Yeah, about 3 years of weekly sharpening I believe; that's around 150 sessions? I found it the most difficult to keep the angle consistent between the different shapes and lengths. It was especially hard to get the correct angles when you're sharpening very different knives in the same session (e.g. a Chinese cleaver and a sujihiki). Not to mention the dreaded Japanese knives with different angel on each side. Then there was the problem of messing up a great edge you've already achieved when you move up to a finer stone and your sharpening angel is slightly off.



aliphares said:


> But it will also take out huge chunks of metal.


I hear that a lot. But from my experience, I don't find it to be that worrisome. I've never lost a knife through an electric sharpener. The stones, on the other hand, have consumed at least 3 of my knives. Then again, maybe it's because of the way I use the stones that make them eat so much out of my knives every time I sharpen.


----------



## chrislehrer (Oct 9, 2008)

My two cents:

1. For your knives, either electric will be fine. By the time you take off enough metal to face problems, you'll probably be ready to buy something new anyway.

2. A santoku is pointless repetition, functionally speaking. Buy one only if you want a toy.

3. A great starter stone is a King Combi 800/4000. Soak for 15-20 minutes before using (submerge completely in water). You will find sharpening your current knives mildly unpleasant and somewhat tedious. If you ever upgrade to good steel you'll be stunned at how much easier it is.

4. Don't be pushed. If you like your knives, there's no sin in that, and none at all in sharpening on either of these electrics.
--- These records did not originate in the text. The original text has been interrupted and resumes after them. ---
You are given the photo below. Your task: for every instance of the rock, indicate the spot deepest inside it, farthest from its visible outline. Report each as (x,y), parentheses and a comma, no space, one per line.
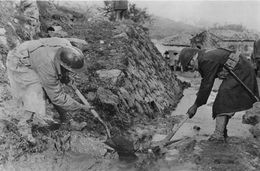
(91,96)
(3,41)
(109,75)
(122,35)
(255,131)
(57,28)
(252,116)
(79,43)
(107,97)
(83,144)
(2,31)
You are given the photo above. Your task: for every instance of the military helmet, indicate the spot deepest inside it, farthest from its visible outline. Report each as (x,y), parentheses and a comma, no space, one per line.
(186,55)
(71,58)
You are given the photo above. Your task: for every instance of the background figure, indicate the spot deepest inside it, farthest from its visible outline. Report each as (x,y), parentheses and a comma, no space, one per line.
(231,97)
(255,57)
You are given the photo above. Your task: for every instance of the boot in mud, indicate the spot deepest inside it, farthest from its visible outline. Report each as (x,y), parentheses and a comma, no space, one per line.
(25,128)
(225,131)
(220,129)
(26,131)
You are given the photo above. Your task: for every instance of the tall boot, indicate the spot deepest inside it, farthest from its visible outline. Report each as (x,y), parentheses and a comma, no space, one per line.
(225,131)
(218,135)
(25,128)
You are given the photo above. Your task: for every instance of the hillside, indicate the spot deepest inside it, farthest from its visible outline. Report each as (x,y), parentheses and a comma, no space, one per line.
(163,27)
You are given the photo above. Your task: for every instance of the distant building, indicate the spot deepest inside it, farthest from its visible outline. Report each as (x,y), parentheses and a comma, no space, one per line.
(178,40)
(242,41)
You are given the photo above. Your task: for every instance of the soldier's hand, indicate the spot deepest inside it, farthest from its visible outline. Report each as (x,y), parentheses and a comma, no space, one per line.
(192,110)
(87,107)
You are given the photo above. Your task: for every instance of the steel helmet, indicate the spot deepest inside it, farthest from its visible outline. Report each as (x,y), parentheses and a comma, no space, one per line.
(186,55)
(71,58)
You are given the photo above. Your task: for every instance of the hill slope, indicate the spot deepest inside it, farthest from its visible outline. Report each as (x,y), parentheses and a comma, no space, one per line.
(163,27)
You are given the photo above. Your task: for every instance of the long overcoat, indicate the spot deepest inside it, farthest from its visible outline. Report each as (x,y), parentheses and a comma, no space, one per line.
(231,97)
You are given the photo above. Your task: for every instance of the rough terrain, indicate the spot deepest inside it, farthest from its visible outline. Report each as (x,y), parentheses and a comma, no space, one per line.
(129,83)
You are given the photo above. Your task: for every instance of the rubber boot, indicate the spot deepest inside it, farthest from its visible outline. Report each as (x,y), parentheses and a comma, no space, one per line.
(225,131)
(218,135)
(25,130)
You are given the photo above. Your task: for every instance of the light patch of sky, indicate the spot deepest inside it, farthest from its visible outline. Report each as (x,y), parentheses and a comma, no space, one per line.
(199,12)
(206,12)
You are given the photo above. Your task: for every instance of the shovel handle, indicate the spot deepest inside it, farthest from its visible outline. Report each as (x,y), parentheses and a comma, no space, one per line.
(175,129)
(94,113)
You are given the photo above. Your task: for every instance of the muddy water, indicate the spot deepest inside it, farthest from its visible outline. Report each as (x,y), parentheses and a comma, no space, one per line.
(77,161)
(203,117)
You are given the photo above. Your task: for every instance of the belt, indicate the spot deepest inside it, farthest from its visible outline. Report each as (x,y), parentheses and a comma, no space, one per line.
(231,63)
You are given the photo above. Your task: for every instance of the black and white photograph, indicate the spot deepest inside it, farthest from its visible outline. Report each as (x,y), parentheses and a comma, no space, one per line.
(129,85)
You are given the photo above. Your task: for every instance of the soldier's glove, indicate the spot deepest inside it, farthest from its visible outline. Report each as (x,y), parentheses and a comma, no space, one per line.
(192,110)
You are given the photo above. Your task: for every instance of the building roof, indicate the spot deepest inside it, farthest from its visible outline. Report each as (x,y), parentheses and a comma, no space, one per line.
(178,40)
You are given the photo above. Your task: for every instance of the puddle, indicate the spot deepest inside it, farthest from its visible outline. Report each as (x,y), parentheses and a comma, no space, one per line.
(203,120)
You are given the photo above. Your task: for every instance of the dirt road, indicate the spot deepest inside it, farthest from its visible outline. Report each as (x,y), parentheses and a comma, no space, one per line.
(193,153)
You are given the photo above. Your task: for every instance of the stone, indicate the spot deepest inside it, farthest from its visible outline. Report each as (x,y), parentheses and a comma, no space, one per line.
(2,31)
(109,75)
(107,97)
(3,41)
(255,131)
(77,41)
(83,144)
(252,116)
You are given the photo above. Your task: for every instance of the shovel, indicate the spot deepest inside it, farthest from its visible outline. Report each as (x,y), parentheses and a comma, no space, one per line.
(94,113)
(123,146)
(167,140)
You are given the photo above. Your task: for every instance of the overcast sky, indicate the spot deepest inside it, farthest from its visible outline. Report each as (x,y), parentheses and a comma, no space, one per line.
(191,11)
(201,12)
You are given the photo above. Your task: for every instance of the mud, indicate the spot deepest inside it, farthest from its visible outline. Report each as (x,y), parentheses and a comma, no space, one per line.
(193,152)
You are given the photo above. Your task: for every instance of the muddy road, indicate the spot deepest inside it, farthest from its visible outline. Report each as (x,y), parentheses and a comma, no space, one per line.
(193,152)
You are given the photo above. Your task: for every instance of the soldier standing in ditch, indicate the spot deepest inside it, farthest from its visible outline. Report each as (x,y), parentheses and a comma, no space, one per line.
(231,97)
(120,7)
(255,57)
(36,70)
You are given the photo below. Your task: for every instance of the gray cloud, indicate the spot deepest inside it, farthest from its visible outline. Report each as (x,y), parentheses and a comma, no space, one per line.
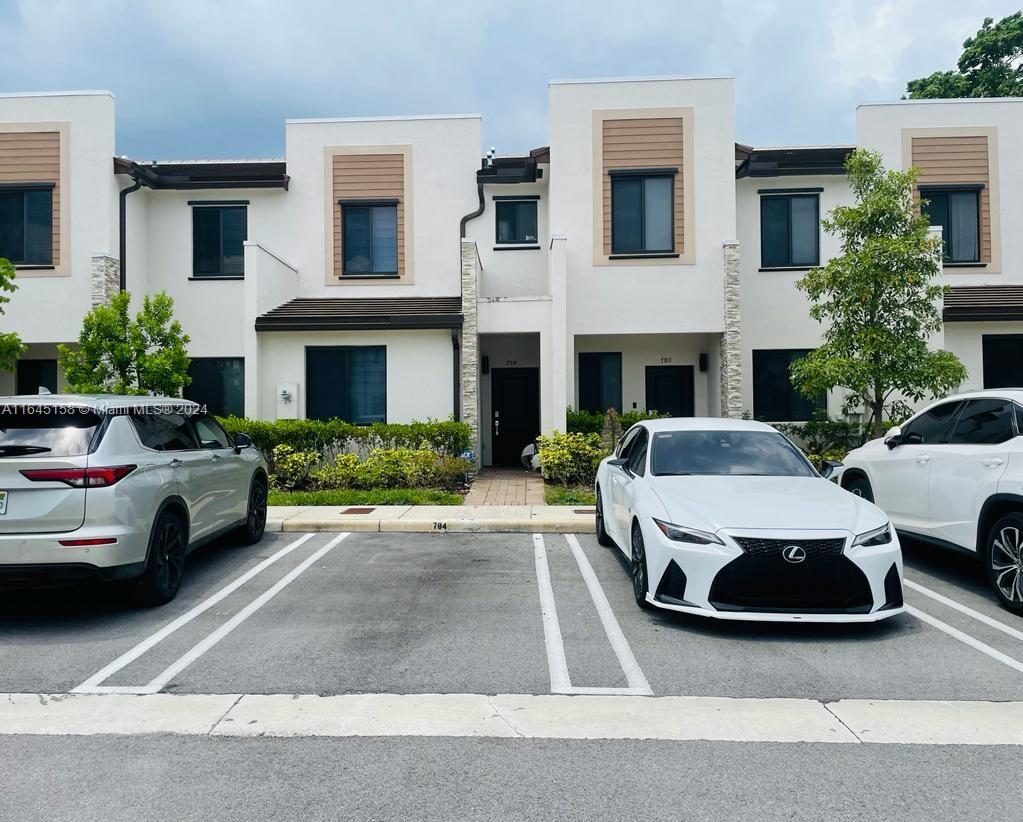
(196,78)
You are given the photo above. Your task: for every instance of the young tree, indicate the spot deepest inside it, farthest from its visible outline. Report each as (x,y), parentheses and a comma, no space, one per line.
(878,300)
(990,65)
(119,355)
(10,344)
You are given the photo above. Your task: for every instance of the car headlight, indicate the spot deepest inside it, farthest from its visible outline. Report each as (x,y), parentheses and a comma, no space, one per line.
(880,536)
(690,535)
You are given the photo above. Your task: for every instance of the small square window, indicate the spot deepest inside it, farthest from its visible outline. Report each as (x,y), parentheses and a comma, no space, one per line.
(958,213)
(642,219)
(789,231)
(27,225)
(369,238)
(517,222)
(219,233)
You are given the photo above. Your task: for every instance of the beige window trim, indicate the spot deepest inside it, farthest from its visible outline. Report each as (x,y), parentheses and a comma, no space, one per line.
(407,274)
(61,265)
(993,266)
(687,255)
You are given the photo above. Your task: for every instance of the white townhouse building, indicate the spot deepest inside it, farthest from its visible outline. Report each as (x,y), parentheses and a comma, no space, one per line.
(383,271)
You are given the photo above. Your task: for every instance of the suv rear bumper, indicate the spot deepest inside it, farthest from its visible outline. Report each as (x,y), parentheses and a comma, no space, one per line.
(60,575)
(30,550)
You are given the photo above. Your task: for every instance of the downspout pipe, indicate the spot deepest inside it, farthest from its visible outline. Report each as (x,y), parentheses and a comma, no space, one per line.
(455,347)
(123,228)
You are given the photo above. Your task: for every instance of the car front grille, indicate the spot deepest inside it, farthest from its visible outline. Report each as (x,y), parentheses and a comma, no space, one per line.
(815,549)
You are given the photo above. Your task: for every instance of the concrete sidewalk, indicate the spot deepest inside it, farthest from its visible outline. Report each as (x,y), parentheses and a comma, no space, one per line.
(487,518)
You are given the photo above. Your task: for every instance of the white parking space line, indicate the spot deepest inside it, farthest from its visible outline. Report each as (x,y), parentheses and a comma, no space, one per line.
(161,681)
(637,682)
(976,614)
(965,638)
(518,716)
(92,684)
(560,681)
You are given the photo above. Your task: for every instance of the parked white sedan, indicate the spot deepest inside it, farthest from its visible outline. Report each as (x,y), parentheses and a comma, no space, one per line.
(727,518)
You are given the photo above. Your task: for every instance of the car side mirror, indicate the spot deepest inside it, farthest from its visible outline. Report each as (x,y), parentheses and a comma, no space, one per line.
(621,462)
(829,467)
(241,441)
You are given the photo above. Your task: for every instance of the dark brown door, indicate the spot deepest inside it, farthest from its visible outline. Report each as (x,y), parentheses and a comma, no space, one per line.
(669,390)
(515,412)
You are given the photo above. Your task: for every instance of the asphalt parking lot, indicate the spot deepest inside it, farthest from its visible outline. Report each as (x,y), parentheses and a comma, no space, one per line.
(463,613)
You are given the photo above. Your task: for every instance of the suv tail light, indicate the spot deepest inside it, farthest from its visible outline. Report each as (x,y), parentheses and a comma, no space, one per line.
(80,477)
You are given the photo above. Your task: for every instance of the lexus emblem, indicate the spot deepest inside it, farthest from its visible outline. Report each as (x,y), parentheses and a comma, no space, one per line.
(794,553)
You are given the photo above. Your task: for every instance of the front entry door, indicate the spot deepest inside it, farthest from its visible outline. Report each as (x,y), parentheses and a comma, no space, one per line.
(515,412)
(669,390)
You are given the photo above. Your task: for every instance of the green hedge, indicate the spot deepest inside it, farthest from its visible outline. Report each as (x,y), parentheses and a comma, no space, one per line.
(332,437)
(592,422)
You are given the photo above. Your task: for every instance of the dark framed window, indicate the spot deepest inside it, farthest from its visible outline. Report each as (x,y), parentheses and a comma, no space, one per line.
(790,234)
(219,233)
(642,217)
(601,381)
(957,210)
(218,383)
(774,398)
(517,222)
(369,238)
(1003,357)
(35,374)
(347,381)
(27,224)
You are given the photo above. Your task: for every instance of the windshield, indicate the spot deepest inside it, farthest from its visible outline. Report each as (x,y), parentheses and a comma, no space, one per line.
(726,453)
(46,431)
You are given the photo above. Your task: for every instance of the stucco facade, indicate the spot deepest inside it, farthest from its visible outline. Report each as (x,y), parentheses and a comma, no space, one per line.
(512,297)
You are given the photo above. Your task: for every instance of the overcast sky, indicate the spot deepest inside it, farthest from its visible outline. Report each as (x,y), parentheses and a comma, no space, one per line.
(216,79)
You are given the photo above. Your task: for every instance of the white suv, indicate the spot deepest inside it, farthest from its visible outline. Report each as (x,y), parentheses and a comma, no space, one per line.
(96,488)
(952,475)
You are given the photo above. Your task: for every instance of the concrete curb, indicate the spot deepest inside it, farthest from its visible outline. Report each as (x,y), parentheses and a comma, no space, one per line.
(433,519)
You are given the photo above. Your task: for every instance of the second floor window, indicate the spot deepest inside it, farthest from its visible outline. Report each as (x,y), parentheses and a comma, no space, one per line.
(219,233)
(642,219)
(27,225)
(517,222)
(958,212)
(789,230)
(369,238)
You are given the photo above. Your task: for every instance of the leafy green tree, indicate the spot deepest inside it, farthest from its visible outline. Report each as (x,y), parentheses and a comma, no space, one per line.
(878,300)
(990,65)
(119,355)
(10,344)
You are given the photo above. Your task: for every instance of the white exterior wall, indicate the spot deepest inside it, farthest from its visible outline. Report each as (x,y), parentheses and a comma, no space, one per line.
(211,311)
(91,189)
(623,299)
(775,313)
(445,153)
(419,368)
(638,351)
(513,272)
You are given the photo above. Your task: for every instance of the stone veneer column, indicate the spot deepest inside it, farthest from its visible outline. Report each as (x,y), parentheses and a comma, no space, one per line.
(105,278)
(731,351)
(470,377)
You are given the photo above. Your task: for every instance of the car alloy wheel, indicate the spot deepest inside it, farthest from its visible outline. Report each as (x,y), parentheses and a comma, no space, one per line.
(1005,561)
(639,582)
(602,532)
(256,520)
(166,566)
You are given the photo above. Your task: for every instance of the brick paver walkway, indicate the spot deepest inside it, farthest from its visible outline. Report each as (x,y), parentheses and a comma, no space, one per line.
(506,487)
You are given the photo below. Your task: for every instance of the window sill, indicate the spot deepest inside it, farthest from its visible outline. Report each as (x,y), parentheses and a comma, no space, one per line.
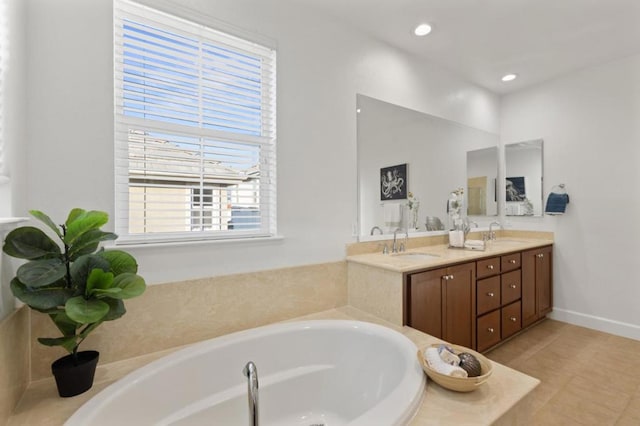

5. You should, however, hone ("steel") your knives daily. An Idahone ceramic rod is the best. The soft steel in your knives needs to be brought into line constantly; it does not need fresh grinding often.


----------



## aliphares (Jan 7, 2018)

Pat Pat said:


> . I hear that a lot. But from my experience, I don't find it to be that worrisome. I've never lost a knife through an electric sharpener. The stones, on the other hand, have consumed at least 3 of my knives. Then again, maybe it's because of the way I use the stones that make them eat so much out of my knives every time I sharpen.


Obviously it won't make the knoves disappear overnight, and maybe focusing on the long run too much, that's just me not liking upgrading too many times because I feel it's wasting money. As for the stones, they're probably the easiest way to ruin a knife if you don't know how to use one. It's why were suggesting a stone now, this is a good point to learn to sharpen, it's also why beginners should always start with medium grit stones, nothing that can too easily ruin the knife.


----------



## millionsknives (Apr 25, 2014)

Its hard to mess up irreversibly with stones


----------



## chrislehrer (Oct 9, 2008)

millionsknives said:


> Its hard to mess up irreversibly with stones


Agreed. I was wondering about that myself.


----------